この人はおそらく、かかとのケアひとつとっても、生活全般にわたって安易に手を抜いたり、さぼることが無いのだろうな。そしてそれを特に苦とせずに、丁寧な暮らしを送っていそう……な気がする。逐一生活ぶりを知っているわけではないけれど、そんな気が。

だから、とても言えない。

あたしは……詰め替え用のシャンプーとリンス、どちらもボトルに詰め替えた試しがない、なんてこと。

衛生面を考えてあえてしていない、などではなく、単なるグータラで。そのうちそのうちと思いつつ、気づけばまたも、詰め替え用パックのまま使い切ってしまう、なんてこと。

それは調味料でも同じ。ブラックペッパーも七味も、詰め替え用の小袋を買ってきては、ビンに詰め替えずして使い切っちゃうなんて、よくある話。

ああ、とても言えないシリーズその2。

あたしは……まあまあの頻度でシンクに洗い物をためてしまう、なんてこと。

仕事が猛烈に忙しく、心身ともに疲労のピーク時は、家にあるコップというコップを全て使い切るまで一切洗わずシンクに置き続け、さらにひどい時は、すべてのコップとグラスを使い切った後もまだ洗わず、茶碗や皿やどんぶりでコーヒーや牛乳を飲み、食器戸棚の中がすっかり空っぽになって初めて、渋々洗い始める……なんてこと。

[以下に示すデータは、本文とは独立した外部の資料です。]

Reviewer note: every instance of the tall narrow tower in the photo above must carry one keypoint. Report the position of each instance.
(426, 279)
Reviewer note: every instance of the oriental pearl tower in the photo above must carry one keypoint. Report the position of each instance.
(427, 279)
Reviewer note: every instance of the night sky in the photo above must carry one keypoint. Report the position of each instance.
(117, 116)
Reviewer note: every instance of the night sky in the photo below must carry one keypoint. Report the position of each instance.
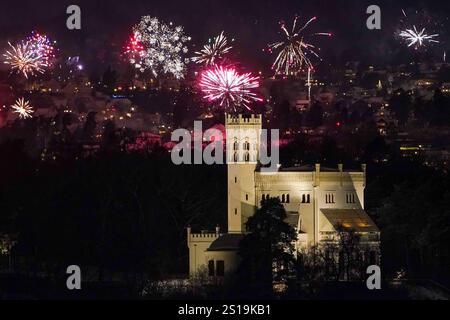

1日置いただけでも雑菌が大繁殖するとか、もはや洗っても落ちない雑菌がこびりつくとか、ひどい場合はそれが食中毒の原因にもなるとかいう情報は、知っているし、聞いている。

知っているし、聞いているのに……洗う気が起きず、すみません。

激務が続いて洗う気力がどうしても起きない時、会社帰りに100均で紙コップ買って帰って、しばらくしのいだこともあったなあ。

どこまでもクリーンで勤勉(そう)な結花と、実はこれまた隠れグータラなあたし。栄養や食材の勉強をしているあたしを、真木は褒めてくれるけど、それはただ面白くて楽しいからというだけの話。食と睡眠以外の生活面は、とても人さまにお見せできるようなクオリティではない。つまり、ほんとは真木に「生活改善しなさい」なんて偉そうなこと言えた身じゃないのだ。

でもほんと、洗い物って億劫じゃない?

「食洗機を買って、生活の質が変わりました! 働く女性が生活に取り入れるべき文明の利器No.1です!」とかいうネットの絶賛口コミを見て、思わずあたしも手をだしそうになったけど、それこそ定期的に掃除をしないと今度はその食洗機自体にすぐに黒やピンクのカビが生えるというクチコミを見て、その図が容易に想像できたので、そっと先送りしたことがあるくらい、洗い物はなにしろ気が乗らない。